UK Developers Needlessly Squander £20M a Year on Interest
UK DEVELOPERS NEEDLESSLY SQUANDER
£20M A YEAR ON INTEREST
· Many developers stay on more expensive borrowing far longer than they need to
· Once the ‘risky’ phase of a scheme is complete and the building stands, rates can fall by more than 0.5% per month
· A minority (10%) of development finance loans can also see borrowers pay ‘penalty rates’ 1.5% higher than those available if they switch
UK developers are squandering £20m a year on interest they don’t need to pay, new research from specialist packager, Thistle Finance, revealed recently.
Companies take out development finance loans for the duration of their builds. However, once the physical asset is finished, many are failing to refinance to lower priced products such as development finance ‘exit loans’, which are available because the schemes now represent less of a risk to lenders.
Thistle Finance estimates that £20.4m is squandered each year across the UK’s entire development portfolio, which totalled £5.4bn of loans in 20161.
The difference in interest rate between a standard development finance loan and an ‘exit loan’ is typically 0.5% per month.
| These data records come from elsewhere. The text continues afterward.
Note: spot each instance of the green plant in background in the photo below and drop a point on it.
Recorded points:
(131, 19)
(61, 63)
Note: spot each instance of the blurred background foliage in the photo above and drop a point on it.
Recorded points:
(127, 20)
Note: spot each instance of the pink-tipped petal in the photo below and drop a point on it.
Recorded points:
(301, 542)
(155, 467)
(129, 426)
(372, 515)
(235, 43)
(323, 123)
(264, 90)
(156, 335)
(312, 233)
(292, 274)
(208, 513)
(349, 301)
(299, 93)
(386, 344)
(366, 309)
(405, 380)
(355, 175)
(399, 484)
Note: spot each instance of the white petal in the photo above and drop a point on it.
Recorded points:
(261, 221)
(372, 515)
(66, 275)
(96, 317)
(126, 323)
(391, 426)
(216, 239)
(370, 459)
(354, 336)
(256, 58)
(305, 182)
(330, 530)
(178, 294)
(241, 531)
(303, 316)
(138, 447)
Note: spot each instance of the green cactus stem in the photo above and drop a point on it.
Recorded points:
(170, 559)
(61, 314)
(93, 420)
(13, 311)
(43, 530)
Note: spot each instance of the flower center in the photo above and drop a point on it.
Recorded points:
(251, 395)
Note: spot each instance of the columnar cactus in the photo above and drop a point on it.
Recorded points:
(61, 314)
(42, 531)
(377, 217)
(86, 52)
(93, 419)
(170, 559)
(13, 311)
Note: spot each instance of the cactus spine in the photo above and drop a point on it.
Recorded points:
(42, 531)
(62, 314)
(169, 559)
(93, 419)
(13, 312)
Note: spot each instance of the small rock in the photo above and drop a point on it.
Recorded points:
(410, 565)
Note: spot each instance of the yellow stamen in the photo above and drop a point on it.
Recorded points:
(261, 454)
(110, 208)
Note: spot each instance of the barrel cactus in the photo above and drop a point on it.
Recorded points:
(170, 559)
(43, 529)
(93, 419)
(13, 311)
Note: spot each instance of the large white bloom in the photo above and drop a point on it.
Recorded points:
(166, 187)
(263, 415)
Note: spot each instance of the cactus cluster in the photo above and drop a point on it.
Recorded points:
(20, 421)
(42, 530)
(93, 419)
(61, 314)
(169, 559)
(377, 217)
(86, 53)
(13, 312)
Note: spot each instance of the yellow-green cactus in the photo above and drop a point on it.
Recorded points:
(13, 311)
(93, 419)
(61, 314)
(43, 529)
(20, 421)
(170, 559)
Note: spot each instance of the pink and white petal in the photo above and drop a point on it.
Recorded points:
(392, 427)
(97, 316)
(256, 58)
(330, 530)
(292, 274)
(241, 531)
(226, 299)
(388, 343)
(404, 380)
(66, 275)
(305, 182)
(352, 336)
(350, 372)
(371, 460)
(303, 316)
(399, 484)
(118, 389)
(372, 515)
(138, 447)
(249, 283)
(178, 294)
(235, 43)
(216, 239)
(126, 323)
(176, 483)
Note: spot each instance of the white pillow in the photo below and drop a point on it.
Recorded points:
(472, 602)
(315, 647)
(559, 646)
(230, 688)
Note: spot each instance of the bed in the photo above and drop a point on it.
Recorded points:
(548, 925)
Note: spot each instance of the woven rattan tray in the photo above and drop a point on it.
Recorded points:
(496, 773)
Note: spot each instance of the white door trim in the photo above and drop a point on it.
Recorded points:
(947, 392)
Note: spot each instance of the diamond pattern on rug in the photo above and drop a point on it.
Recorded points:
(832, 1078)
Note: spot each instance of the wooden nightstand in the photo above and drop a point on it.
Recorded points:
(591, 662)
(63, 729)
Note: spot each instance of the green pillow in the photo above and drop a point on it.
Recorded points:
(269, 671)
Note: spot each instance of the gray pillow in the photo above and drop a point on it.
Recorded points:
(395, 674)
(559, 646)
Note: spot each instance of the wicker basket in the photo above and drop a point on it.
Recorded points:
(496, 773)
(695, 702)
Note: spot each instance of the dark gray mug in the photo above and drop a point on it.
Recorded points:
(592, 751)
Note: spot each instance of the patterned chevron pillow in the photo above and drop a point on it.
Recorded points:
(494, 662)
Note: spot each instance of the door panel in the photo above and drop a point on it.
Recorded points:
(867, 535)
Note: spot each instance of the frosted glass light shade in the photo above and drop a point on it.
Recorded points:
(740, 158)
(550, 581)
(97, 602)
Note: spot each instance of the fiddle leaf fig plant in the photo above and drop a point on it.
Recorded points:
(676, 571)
Developers remain on the wrong finance deal for four months, on average.
Around one in 10 developers are also caught out when their standard development finance loan expires, leaving them on penalty rates of around 1.5% per month more than an exit loan-type product during this four-month period.
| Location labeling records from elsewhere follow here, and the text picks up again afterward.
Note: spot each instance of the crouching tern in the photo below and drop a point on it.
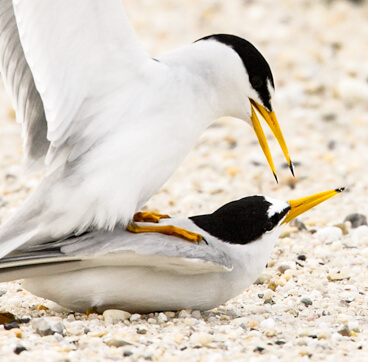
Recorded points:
(153, 272)
(108, 122)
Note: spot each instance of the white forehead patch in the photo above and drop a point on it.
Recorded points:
(276, 207)
(270, 88)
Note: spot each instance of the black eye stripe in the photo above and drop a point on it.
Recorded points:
(256, 82)
(268, 226)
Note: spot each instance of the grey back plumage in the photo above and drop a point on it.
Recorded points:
(114, 248)
(20, 84)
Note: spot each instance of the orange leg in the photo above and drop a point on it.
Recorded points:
(167, 230)
(149, 217)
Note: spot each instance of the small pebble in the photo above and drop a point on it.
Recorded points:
(117, 342)
(46, 327)
(329, 234)
(162, 318)
(113, 316)
(356, 220)
(141, 330)
(202, 339)
(184, 314)
(268, 323)
(19, 349)
(11, 325)
(306, 301)
(345, 331)
(135, 317)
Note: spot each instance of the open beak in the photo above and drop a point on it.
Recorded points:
(299, 206)
(271, 120)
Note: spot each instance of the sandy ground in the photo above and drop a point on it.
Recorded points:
(302, 309)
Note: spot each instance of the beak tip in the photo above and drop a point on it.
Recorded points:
(291, 166)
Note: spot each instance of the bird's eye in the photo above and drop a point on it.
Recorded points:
(268, 226)
(257, 82)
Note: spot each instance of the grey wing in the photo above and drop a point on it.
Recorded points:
(117, 248)
(20, 85)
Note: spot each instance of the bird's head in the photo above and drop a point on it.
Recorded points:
(248, 219)
(246, 86)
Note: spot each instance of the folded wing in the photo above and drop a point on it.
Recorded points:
(117, 248)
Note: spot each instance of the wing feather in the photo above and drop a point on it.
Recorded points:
(20, 85)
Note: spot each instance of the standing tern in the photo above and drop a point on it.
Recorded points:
(143, 273)
(109, 123)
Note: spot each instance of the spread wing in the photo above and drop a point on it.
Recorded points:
(64, 62)
(20, 85)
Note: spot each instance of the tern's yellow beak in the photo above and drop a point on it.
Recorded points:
(271, 120)
(299, 206)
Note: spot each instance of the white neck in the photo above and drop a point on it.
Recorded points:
(217, 76)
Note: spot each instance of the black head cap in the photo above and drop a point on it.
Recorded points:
(256, 65)
(241, 221)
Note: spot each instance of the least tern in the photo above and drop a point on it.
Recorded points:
(152, 272)
(109, 122)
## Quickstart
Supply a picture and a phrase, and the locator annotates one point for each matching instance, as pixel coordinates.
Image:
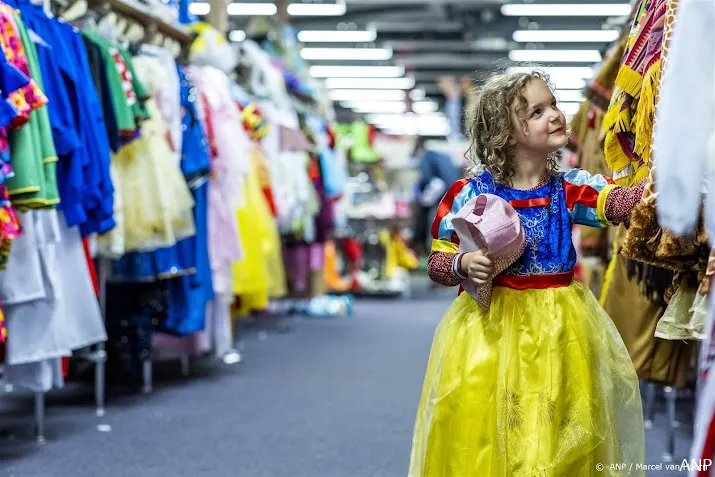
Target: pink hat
(488, 223)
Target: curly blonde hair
(489, 127)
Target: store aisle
(330, 398)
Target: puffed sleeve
(444, 238)
(595, 201)
(586, 196)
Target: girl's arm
(621, 202)
(443, 267)
(595, 201)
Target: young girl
(540, 384)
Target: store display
(209, 193)
(161, 186)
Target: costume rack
(150, 25)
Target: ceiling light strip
(336, 36)
(565, 36)
(567, 10)
(556, 56)
(582, 72)
(369, 83)
(346, 54)
(317, 9)
(356, 71)
(269, 9)
(367, 95)
(251, 9)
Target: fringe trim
(609, 120)
(629, 81)
(644, 118)
(641, 174)
(608, 276)
(615, 156)
(618, 118)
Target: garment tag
(37, 39)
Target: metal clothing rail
(671, 396)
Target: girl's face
(545, 130)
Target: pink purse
(488, 223)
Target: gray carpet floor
(325, 398)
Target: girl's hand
(477, 266)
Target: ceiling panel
(472, 38)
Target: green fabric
(31, 147)
(361, 150)
(141, 113)
(123, 112)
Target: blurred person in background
(437, 170)
(437, 173)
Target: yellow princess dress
(259, 275)
(540, 384)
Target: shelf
(142, 14)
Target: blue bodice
(549, 246)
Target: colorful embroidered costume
(541, 383)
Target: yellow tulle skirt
(541, 385)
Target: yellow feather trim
(616, 158)
(645, 115)
(629, 81)
(608, 276)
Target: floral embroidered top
(547, 213)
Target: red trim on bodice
(532, 282)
In the UK, Thistle Finance estimates that approximately 60% of developments are built for sale and therefore vulnerable in this situation.
Mark Dyason, Managing Director, Thistle Finance, commented:
‘Developers are wasting millions on interest each year because they are forgetting to refinance off expensive development finance deals once the riskier stages of their schemes are complete. Worse still, they can sometimes end up on a punitive penalty rate.
‘When buildings are already standing, that’s the point at which you can flip onto more competitive ‘exit loans’. Lenders only need to charge higher rates of interest while there’s a chance the scheme won’t be finished. Depending on the size of scheme, the savings available can amount to tens of thousands of pounds, which represents all-important cash flow or capital to be directed towards future projects.’